Tanner: Daylight Saving Time brightens gardeners’ outlook
For all you outdoor-enthusiasts, your favorite time of the year is right around the corner - Daylight Saving Time.
This year DST runs from March 13 through November 6 . This will give you ‘leave-before-daylight’ and ‘get-back-home-after-dark’ workers at least an hour of daylight to see what the ‘old-homestead’ looks like, maybe giving you enough time to take a trek to the river and catch your supper.
Sunrise will change from 6:33 a.m. on Saturday, March 12, to 7:36 a.m. on Sunday, March 13, and sunset will change from 6:26 p.m. on Saturday, March 12 to 7:31 p.m. on Sunday, March 13, the first day of Daylight Savings Time. The summer solstice, considered the longest day of the year and also the beginning of summer will see a sunrise at 6:12 a.m. with a sunset at 8:31 p.m. which gives you over 14 hours of daylight.
These extra hours of daylight in the evenings will also give the small back-yard’ gardener more time to hoe that grass that grows seemingly even when it’s dark. Speaking of gardens, all of you serious-farmers-at-heart know it takes from 90-120 days from the time that early crop of seed potato is dropped in the ground for it to produce those small round jewels you gratefully grabble out from beneath the mother plant so as to have a mouth-watering pot of fresh-new-potatoes to grace the dinner table come Mother’s Day.
Most ardent tater lovers, since it’s usually the earliest crop planted in the garden will do a ‘hiney-test.’ That is, they sit on the ground in the buff’ and if the temperature of the soil is not too cold to sit-a-minute comfortably, then the soil is warm enough to ‘plant-dem-taters.’ If you haven’t performed this feat by Valentine’s Day, then you’re ‘behind-the-8-ball’ when it comes to having that pot of fresh taters and snap beans for mom on her special day.
Many is the time we went to Economy Feed and Seed on Bay Street in Savannah and peered inside an opened 50 lb. bag of seed potatoes and weighed out 15-20 lb. to plant two or three rows. Most seed potato will have probably four good ‘eyes’ - buds - on them to be cut off in sections, then spread out to dry for a day. With rows all laid off, fertilized and soil pulled over from both sides to form a mound, the cut eyes’ gingerly placed in flat boxes are transported to the garden where it’s ‘chop-and-drop’ time.

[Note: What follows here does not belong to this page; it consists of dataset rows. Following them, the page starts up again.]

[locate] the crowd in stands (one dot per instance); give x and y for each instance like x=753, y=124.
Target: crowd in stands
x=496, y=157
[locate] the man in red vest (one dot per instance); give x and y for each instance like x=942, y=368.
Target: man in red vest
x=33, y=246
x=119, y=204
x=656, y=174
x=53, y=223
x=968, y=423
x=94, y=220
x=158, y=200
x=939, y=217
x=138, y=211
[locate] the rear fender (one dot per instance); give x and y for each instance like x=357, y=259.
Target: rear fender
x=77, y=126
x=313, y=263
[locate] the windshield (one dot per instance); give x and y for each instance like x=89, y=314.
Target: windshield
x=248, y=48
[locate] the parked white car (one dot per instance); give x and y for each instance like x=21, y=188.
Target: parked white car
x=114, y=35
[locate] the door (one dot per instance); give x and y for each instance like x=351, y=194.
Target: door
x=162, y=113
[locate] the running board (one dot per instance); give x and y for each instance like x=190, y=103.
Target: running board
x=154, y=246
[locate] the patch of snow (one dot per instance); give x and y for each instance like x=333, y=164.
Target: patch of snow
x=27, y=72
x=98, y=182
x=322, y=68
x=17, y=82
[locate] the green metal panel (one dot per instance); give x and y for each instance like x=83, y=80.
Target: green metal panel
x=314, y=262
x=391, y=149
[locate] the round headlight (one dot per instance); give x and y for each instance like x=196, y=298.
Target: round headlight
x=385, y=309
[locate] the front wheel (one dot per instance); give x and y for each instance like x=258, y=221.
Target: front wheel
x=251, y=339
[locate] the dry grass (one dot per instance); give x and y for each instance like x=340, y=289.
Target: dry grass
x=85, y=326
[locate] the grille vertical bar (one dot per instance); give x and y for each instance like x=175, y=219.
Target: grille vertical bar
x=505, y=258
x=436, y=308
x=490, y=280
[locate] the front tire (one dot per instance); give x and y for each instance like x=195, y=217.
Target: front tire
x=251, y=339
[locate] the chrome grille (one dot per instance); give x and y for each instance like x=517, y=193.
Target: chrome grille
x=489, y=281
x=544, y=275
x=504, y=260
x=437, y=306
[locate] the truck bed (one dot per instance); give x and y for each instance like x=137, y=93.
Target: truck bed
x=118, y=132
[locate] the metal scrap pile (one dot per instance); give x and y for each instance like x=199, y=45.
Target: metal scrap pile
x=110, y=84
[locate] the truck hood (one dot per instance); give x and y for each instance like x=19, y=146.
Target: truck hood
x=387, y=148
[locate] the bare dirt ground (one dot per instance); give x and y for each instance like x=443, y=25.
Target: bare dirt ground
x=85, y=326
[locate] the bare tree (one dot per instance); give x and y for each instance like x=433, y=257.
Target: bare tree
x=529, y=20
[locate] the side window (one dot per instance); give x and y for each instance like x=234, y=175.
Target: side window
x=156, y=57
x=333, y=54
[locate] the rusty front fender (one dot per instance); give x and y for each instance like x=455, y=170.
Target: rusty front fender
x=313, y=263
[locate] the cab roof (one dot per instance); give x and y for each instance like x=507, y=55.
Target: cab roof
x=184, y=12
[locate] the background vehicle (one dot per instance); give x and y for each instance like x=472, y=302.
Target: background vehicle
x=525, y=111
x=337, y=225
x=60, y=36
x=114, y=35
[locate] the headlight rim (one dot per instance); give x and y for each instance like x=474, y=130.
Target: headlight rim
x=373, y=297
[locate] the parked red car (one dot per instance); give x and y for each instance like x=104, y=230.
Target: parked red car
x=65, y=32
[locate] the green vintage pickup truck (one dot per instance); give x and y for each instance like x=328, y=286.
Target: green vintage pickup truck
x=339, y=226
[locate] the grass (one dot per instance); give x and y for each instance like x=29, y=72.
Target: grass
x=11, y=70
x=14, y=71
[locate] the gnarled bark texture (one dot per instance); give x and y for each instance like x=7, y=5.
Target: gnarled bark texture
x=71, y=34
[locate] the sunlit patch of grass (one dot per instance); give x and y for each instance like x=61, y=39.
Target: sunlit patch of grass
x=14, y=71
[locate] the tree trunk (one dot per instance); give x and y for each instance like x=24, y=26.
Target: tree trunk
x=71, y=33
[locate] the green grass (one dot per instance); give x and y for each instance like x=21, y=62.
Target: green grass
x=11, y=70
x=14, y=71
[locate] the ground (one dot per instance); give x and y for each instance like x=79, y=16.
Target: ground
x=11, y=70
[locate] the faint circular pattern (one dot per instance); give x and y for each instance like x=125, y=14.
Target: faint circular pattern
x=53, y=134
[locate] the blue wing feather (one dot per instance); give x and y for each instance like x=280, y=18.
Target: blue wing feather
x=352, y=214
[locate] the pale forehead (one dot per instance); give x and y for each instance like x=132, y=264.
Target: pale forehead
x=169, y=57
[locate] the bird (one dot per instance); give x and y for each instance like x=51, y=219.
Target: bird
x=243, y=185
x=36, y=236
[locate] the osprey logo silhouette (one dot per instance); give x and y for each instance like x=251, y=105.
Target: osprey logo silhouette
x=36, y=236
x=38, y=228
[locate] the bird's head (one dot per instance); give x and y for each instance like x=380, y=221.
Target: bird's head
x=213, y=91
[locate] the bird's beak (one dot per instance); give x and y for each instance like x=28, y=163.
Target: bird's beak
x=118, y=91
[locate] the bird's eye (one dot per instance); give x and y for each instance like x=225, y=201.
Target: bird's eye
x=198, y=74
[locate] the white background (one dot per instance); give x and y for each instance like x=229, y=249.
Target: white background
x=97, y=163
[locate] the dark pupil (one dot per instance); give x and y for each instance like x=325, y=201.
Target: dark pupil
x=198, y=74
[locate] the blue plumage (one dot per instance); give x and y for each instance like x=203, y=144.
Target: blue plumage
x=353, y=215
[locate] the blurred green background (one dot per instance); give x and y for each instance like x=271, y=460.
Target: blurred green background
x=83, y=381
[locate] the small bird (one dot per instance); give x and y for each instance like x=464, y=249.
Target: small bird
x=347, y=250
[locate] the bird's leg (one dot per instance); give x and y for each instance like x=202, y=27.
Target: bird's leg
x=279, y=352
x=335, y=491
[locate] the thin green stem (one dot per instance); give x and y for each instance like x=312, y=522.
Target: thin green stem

If planted by the middle of February, the coolness in the mornings will ward off those ‘no-see-ums’ from gnawing on you while you plant. Any seed taters left over makes a fine potato salad.
Happy eating and enjoy these longer days of summer.
Remember to ‘spring-forward’ an hour before retiring Saturday night, March 12, since the magic hour is 2 a.m. Sunday, March 13.